Il ne saurait être question dans ce compte rendu de développer cette réflexion. Je voudrais seulement souligner trois points articulés. D’une part, ces remarques invitent à examiner de façon plus attentive la dimension proprement juridique de la question. On peut regretter à cet égard qu’il n’y ait dans l’ouvrage qu’un seul article juridique, celui de l’historien du droit Jean-Pierre Le Crom, qui traite de l’histoire complexe du droit de grève dans les services publics : les restrictions au droit de grève ne sont pas liées aux « statuts » des personnels (la nature de leur contrat de travail), mais à la nature de l’activité elle-même, soit à son caractère plus ou moins névralgique pour la continuité du service de l’Etat. D’autre part, on voit que ces questions socio-juridiques ne peuvent être posées dans l’abstrait, mais doivent être assises sur un système de droit positif spécifique, ici français, quitte à opérer dans un second temps des comparaisons internationales. Ce point est important à souligner, car, en revanche, la question de la plus ou moins grande précarité (ou stabilité) de la relation salariale se pose pour toutes les sociétés contemporaines. Enfin, et c’est sur ce point qu’il devient possible de ramasser l’ensemble de la problématique, la question fondamentalement posée est bien celle de la relation, en matière de gestion de la main d’œuvre, entre le niveau économique (celui de l’efficacité productive) et le niveau politique (celui de l’ordre social), autrement dit de la relation entre le « marché » et l’ « Etat ».

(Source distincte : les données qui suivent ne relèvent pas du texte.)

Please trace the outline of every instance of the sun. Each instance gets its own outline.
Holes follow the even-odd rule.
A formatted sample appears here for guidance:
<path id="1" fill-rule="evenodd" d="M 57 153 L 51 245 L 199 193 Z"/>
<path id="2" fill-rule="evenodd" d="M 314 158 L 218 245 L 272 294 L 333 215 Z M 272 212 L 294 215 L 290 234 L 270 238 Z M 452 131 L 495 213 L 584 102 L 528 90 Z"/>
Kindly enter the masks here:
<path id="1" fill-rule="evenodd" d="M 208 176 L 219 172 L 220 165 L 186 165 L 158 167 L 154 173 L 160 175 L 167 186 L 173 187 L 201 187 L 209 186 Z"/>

Sur ce dernier registre, l’article d’Emilie Biland, qui présente l’histoire de la gestion de la main d’œuvre municipale dans une petite ville communiste m’a semblé particulièrement intéressant, car il illustre la combinaison complexe entre l’économique et le politique qui caractérise la gestion de l’emploi public au niveau local. Mais, d’une certaine manière, c’est bien là l’objet de l’ensemble de l’ouvrage. La fragilisation apparente des emplois « à statut », telle que cette catégorie est entendue dans l’ouvrage ne peut en ce sens être dissociée de l’affaiblissement de l’Etat qui marque l’histoire française récente, dans le contexte de l’intégration européenne et de la mondialisation des échanges économiques. Il en résulte un déplacement de la frontière entre l’emploi public et l’emploi privé, au profit de celui-ci, comme le montrent nombre de chapitres de l’ouvrage.

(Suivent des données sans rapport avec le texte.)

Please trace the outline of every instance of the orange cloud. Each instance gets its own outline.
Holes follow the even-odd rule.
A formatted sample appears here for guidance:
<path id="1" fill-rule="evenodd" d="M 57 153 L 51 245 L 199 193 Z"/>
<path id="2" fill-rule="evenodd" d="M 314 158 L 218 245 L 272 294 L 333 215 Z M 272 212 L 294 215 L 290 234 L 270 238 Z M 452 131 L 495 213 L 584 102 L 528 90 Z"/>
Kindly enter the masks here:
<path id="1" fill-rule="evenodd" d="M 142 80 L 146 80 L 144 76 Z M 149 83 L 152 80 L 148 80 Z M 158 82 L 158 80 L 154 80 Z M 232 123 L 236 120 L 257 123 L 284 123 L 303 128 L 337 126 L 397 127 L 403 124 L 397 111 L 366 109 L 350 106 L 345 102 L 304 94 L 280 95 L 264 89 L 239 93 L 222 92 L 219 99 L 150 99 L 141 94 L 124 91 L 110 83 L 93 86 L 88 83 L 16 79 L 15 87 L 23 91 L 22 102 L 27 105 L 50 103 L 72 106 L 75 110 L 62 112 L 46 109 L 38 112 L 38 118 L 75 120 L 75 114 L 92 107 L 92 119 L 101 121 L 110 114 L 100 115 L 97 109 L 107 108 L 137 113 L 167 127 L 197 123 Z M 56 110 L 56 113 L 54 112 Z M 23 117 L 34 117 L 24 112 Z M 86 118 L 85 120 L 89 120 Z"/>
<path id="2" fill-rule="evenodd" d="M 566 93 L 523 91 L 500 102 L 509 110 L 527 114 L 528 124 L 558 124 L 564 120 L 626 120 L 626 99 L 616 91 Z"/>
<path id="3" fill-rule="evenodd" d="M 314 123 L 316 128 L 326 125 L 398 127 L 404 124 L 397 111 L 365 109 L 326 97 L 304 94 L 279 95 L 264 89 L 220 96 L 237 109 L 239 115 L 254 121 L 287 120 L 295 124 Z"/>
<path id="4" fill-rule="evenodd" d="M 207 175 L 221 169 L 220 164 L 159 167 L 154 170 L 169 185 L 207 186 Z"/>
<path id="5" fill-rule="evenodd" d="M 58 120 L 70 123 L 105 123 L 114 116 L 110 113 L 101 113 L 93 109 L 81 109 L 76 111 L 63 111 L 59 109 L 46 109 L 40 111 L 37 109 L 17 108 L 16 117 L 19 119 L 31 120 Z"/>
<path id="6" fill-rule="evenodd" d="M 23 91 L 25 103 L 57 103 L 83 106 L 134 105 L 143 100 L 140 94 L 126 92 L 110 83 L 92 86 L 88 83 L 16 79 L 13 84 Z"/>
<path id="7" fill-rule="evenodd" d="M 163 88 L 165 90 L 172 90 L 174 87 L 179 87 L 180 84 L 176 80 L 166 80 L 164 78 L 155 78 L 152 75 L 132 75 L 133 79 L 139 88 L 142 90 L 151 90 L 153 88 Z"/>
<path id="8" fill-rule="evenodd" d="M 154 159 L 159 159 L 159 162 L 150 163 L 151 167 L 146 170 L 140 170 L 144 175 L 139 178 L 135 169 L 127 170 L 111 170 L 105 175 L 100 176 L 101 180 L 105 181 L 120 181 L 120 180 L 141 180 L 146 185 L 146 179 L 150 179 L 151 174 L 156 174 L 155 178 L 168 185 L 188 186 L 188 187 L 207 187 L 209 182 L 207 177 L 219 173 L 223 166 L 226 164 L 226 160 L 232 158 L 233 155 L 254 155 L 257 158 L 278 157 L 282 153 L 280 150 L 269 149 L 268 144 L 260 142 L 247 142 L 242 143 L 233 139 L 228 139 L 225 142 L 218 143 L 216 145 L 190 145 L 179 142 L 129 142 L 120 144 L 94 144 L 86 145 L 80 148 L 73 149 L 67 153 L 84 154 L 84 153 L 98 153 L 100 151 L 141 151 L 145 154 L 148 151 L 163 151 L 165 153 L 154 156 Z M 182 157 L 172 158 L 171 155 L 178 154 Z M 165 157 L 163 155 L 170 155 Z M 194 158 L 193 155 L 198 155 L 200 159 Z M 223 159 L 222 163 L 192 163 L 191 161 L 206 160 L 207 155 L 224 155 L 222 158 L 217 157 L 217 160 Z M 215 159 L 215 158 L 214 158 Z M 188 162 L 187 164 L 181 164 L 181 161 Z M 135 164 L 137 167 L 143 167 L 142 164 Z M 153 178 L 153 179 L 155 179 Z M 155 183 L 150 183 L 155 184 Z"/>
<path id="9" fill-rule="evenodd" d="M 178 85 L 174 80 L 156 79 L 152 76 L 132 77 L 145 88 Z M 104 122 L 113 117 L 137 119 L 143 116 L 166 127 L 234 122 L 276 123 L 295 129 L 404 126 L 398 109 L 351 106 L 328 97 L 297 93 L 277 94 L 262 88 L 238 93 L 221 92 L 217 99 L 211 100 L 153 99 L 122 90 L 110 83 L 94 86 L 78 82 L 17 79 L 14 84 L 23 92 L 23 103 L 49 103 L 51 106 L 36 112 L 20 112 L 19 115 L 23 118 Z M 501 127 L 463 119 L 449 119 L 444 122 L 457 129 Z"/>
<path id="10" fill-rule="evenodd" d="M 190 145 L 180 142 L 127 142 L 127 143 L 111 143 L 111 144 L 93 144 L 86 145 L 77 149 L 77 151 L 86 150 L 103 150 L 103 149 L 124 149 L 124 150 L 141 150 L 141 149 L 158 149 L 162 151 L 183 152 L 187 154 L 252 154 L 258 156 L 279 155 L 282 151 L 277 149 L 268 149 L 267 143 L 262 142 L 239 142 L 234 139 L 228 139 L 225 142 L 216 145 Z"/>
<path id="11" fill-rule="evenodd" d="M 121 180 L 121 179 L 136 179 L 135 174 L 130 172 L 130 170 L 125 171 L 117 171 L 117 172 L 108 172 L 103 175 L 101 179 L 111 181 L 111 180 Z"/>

Cette tendance à l’affaiblissement du salariat public ne saurait pourtant être interprétée en soi comme une expression de la « précarisation » générale de la relation salariale, comme le laisse entendre l’introduction et, d’une certaine façon, le plan général de l’ouvrage, même si, hic et nunc, c’est bien le cas. Une telle conclusion sous-estimerait en effet le fait, pourtant souligné dans différents chapitres de l’ouvrage, que le désir de stabilisation de la relation salariale n’est pas toujours le fait des employés, mais peut, au contraire, être celui des employeurs, même privés. Il faut donc dissocier la question très générale de la plus ou moins grande stabilisation des relations salariales, autrement dit du caractère plus ou moins « statutaire » du salariat, de celle, plus particulière à l’histoire française, de la place plus ou moins grande occupée par l’emploi public « à la française », organisé autour du modèle de référence du « fonctionnaire », figure juridique très spécifique mais entourée d’un halo aux contours changeants.

Si l’ouvrage fourmille de riches matériaux pour aborder ces questions importantes, il joue un peu trop avec l’ambivalence du terme de « statut », ce qui lui interdit de pleinement thématiser son objet, que j’ai tenté de reconstituer ici tel que je le comprends, à seule fin de poursuivre la réflexion à laquelle invitent les auteurs.


François VATIN



1 François de Singly et Claude Thélot, Gens du public, gens du privé. La grande différence, Paris, Dunod, 1989.